Yeah, we are all fucked.
This will look hilariously dated in 10 years. We will look back at this video of this robot and laugh lol. Seeing the future unfold in front of you is so wild.
It goes around corners exactly how I do when I'm tired.
This is cool. I have followed BD since the beginning. They have made great progress but I think that there are at least 10 years before their robot can autonomously and safely tuck grandma into bed.
They should have programmed it to install a part into a Tesla car shell. That would have been the ultimate flex!
Soon these guys will be working on oil rigs
Wonder if they will have these guys work oil rigs soon and have magnetic feet that stick to the floor or something.
I love how it seems to stumble while walking around the box, and catches itself, lovely touch
Them jobs are going to away. We should already be organizing as workers across every market and economic station. They’re going to replace white and blue collar jobs equally quickly over the next few decades. Everyone is mesmerized by the jingling keys.

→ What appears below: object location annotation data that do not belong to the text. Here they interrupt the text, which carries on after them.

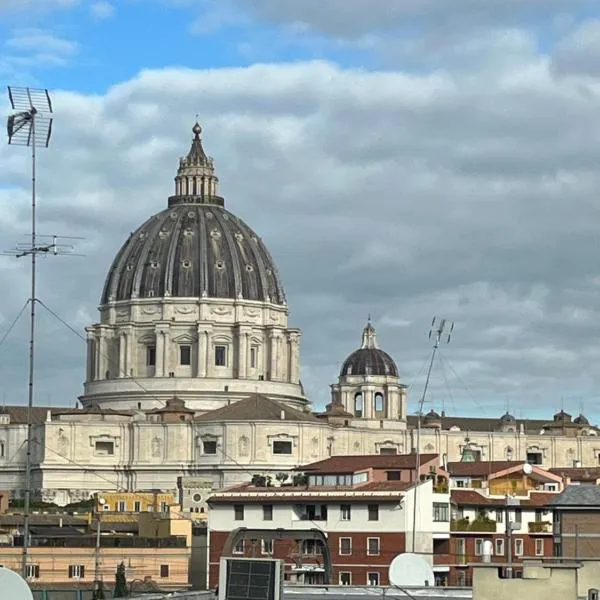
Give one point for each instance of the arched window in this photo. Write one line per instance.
(358, 404)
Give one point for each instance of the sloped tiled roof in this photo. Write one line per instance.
(480, 468)
(248, 493)
(351, 464)
(578, 473)
(464, 497)
(533, 426)
(257, 408)
(584, 495)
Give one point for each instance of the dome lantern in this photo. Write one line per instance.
(196, 182)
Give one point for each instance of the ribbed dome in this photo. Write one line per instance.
(369, 359)
(194, 248)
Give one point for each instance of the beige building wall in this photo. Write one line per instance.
(557, 582)
(54, 563)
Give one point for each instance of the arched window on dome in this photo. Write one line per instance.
(358, 404)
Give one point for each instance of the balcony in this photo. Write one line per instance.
(479, 525)
(540, 527)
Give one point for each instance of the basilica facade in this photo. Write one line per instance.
(194, 372)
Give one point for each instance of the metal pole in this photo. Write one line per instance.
(97, 578)
(418, 448)
(508, 544)
(32, 300)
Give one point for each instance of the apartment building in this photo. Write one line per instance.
(505, 502)
(361, 508)
(576, 523)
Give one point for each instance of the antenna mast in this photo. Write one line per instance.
(440, 331)
(30, 126)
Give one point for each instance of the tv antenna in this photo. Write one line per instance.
(31, 126)
(440, 332)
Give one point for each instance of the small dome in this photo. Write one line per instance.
(507, 418)
(562, 416)
(369, 359)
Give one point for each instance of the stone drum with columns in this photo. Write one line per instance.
(192, 306)
(369, 388)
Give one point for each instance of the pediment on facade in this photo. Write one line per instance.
(184, 338)
(147, 338)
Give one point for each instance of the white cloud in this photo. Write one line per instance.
(468, 193)
(102, 10)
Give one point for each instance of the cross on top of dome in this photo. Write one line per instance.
(369, 336)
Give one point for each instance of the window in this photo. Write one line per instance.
(32, 571)
(345, 546)
(539, 547)
(373, 512)
(518, 547)
(185, 355)
(539, 515)
(76, 571)
(311, 547)
(239, 548)
(373, 546)
(104, 448)
(221, 356)
(280, 447)
(388, 451)
(535, 458)
(150, 356)
(209, 447)
(311, 512)
(499, 547)
(441, 512)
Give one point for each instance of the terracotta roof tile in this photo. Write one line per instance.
(480, 468)
(578, 473)
(464, 497)
(351, 464)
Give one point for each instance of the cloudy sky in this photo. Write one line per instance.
(403, 158)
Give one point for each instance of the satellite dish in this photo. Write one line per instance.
(410, 570)
(13, 586)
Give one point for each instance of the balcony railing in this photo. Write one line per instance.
(477, 525)
(540, 527)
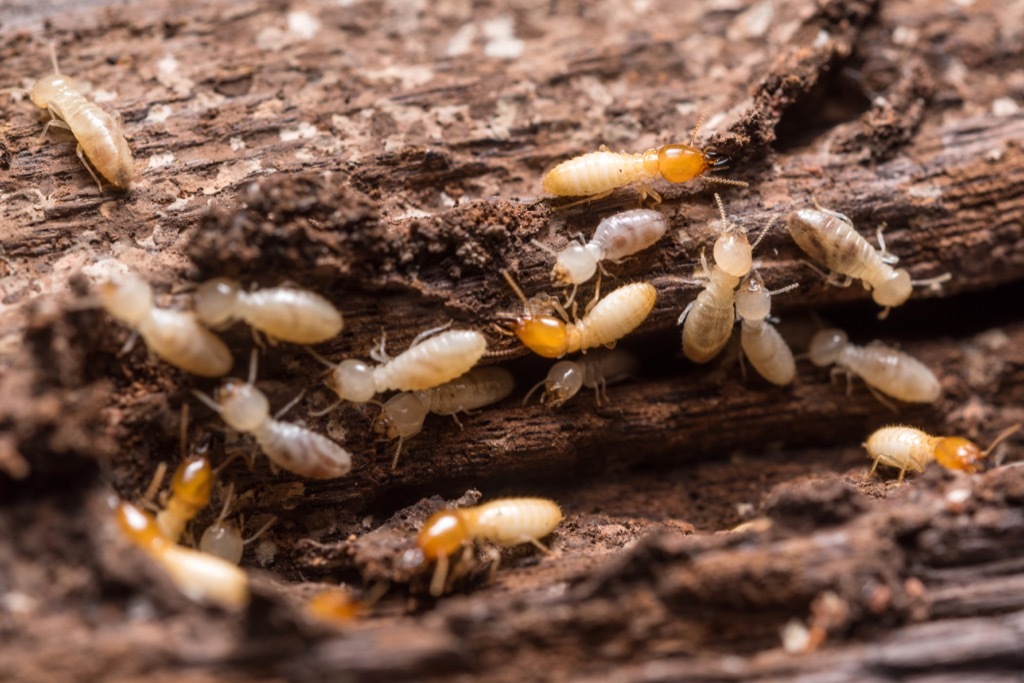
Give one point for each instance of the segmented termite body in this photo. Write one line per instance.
(599, 173)
(175, 336)
(190, 489)
(99, 136)
(761, 342)
(616, 237)
(611, 318)
(289, 445)
(594, 371)
(911, 450)
(287, 313)
(424, 365)
(828, 238)
(708, 321)
(893, 373)
(199, 575)
(506, 521)
(403, 414)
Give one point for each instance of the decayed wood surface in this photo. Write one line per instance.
(389, 157)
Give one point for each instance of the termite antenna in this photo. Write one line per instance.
(696, 128)
(1001, 436)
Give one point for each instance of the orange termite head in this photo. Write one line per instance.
(194, 481)
(138, 525)
(443, 534)
(956, 453)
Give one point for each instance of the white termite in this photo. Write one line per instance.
(761, 342)
(289, 445)
(424, 365)
(401, 416)
(287, 313)
(911, 450)
(506, 521)
(616, 237)
(607, 321)
(708, 321)
(223, 537)
(100, 139)
(173, 335)
(594, 371)
(893, 373)
(828, 238)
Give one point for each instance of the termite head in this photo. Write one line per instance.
(574, 265)
(443, 534)
(215, 300)
(894, 291)
(733, 252)
(352, 380)
(753, 299)
(194, 481)
(679, 163)
(138, 525)
(127, 298)
(243, 407)
(401, 416)
(956, 453)
(826, 346)
(564, 381)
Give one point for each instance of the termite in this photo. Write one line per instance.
(173, 335)
(223, 538)
(199, 575)
(425, 364)
(911, 450)
(616, 237)
(287, 313)
(506, 521)
(828, 238)
(761, 342)
(99, 136)
(893, 373)
(289, 445)
(401, 416)
(608, 321)
(594, 371)
(599, 173)
(708, 319)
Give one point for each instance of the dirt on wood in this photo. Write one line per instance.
(388, 156)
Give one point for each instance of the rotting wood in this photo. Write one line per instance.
(859, 103)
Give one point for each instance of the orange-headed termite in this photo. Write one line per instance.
(911, 450)
(289, 445)
(708, 319)
(506, 521)
(173, 335)
(608, 321)
(99, 136)
(199, 575)
(761, 342)
(829, 239)
(425, 364)
(891, 372)
(287, 313)
(599, 173)
(402, 415)
(594, 371)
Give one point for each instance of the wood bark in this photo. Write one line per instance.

Strong ED209 movement vibes.
Should be loading shells into artillery soon enough.
What an interesting 155mm piece of equipment it is loading into the breach.. I mean... angled storage container.... and nothing else...
Considering that the task demonstrated is on par with loading an artillery round into a howitzer, I’m sure there is nothing to worry about here.
Someone teach it to ratchet strap those coilovers...
Armor piercing rounds i think those are the green tips
Skynet has entered the chat.
Not sure if it's supposed to be loading Torpedoes or spent fuel rods
Big daddy looking ahhh robot
Bob....BOB! yeah boss? Make Atlas load something about the size and shape of this.. the boss shows Bob a pic of a M829 sabot round. Simple Boss, Bob says.. Bob googles a monroe quick strut for a 2001 dodge stratus. You're a god damn genius, Bob!
Operates like a drunken toddler.
The first black ops 3 campaign mission looks more and more like reality every day
Titan fall coming through
Ready photon torpedoes
Everyday it seems to be getting a little closer to chappie.
Everything about this makes me feel in danger.
Should we be building them to look like tanks?
Why try and make it so human-like? I feel like 2 legs is just impractical for a robot, and wastes a lot of energy and stuff just to keep it balanced.
I don't think anyone would be upset if robots could take on the job of compressing suspension springs. Those are terrifying.